En este tercer domingo de Adviento, llamado domingo de la «alegría», la Palabra de Dios nos invita por un lado a la alegría, y por otro a la conciencia de que la existencia también incluye momentos de duda en los que es difícil creer. Alegría y duda son experiencias que forman parte de nuestra vida.
A la invitación explícita a la alegría del profeta Isaías: «Que el desierto y la tierra seca se alegren, que la estepa florezca y se regocije» (35,1), la duda de Juan el Bautista se opone en el Evangelio: «¿Eres tú el que ha de venir o tenemos que esperar a otro?» (Mt 11,3). En efecto, el profeta ve más allá de la situación: tiene delante de él a personas desanimadas: manos débiles, rodillas temblorosas, corazones perdidos(ver 35,3-4). Es la misma realidad que pone a prueba la fe en todo momento. Pero el hombre de Dios mira más allá, porque el Espíritu Santo hace que su corazón sienta el poder de su promesa, y anuncia la Salvación: «¡Ánimo, no tengas miedo! Aquí está tu Dios, […] Él viene a salvarte» (v. 4). Y luego Todo se transforma: el desierto florece, el consuelo y la alegría se apoderan de los perdidos de corazón, el cojo, el ciego, el mudo son sanados (cf. vv. 5-6). Esto es lo que se realiza con Jesús: «los ciegos» recuperan la vista, los cojos caminan, los leprosos se purifican, los sordos oyen, los muertos resucitan, el Evangelio es anunciado a los pobres» (Mt 11,5).

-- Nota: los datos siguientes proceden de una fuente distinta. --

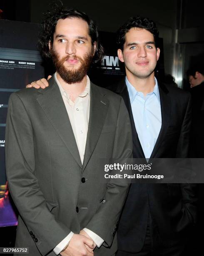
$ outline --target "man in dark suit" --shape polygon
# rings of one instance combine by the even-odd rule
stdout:
[[[118,31],[118,55],[126,77],[117,85],[128,110],[133,157],[187,157],[190,95],[157,82],[158,32],[147,18],[132,18]],[[195,186],[132,184],[117,231],[117,255],[179,256],[195,220]]]
[[[129,184],[103,182],[100,160],[132,157],[128,112],[121,97],[87,76],[102,48],[86,14],[57,9],[43,28],[41,49],[56,72],[45,90],[21,90],[9,103],[6,171],[19,212],[16,246],[32,256],[110,256]]]
[[[122,97],[129,111],[134,158],[187,157],[190,95],[154,77],[160,50],[154,23],[132,18],[117,33],[126,77],[108,89]],[[47,83],[32,85],[43,88]],[[180,255],[195,221],[196,201],[193,184],[132,184],[119,221],[117,255]]]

Esta descripción nos muestra que la salvación envuelve al hombre por completo y lo regenera. Pero este nuevo nacimiento, con la alegría que lo acompaña, presupone siempre una muerte para nosotros y para el pecado que está en nosotros. De ahí la llamada a la conversión, que es la base de la predicación tanto del Bautista como de Jesús. En particular, se trata de convertir la idea que tenemos de Jesús. Y el tiempo de Adviento nos anima a hacerlo precisamente para preguntar que Juan el Bautistaesta le hace a Jesús: «¿ eres tú el que tiene que venir o debemos esperar a otro?» (Mt 11,3). Pensemos: durante toda la vida que Juan ha estado esperando al Mesías; su estilo de vida, su cuerpo en sí mismo está moldeado por esta espera. También por esta razón Jesús los alaba con estas palabras: nadie es más grande que el que ha nacido de una mujer (cf. Mt 11,11). Y sin embargo, él también ha tenido que convertirse a Jesús. Como Juan, también nosotros estamos llamados a reconocer el rostro que Dios ha elegido asumir en Jesucristo, humilde y misericordioso.
El Adviento, tiempo de gracia, nos dice que no basta con creer en Dios: es necesario purificar nuestra fe todos los días. Se trata de prepararnos para acoger no a un personaje de cuento de hadas, sino al Dios que nos llama, nos involucra y ante la cual se impone una elección. El niño que yace en el pesebre tiene el rostro de nuestros hermanos y hermanas más necesitados, de los pobres que «son los privilegiados de este misterio y, a menudo, los más capaces de reconocer la presencia de Dios en medio de nosotros». (Carta Apostólica Admirable signum, 6).
Que la Virgen María nos ayude para que a medida que nos acercamos a la Navidad, no nos dejemos distraer por las cosas externas, sino que hagamos espacio en nuestro corazón para Aquel que ya ha venido y quiere venir de nuevo a curar nuestras enfermedades y darnos su alegría.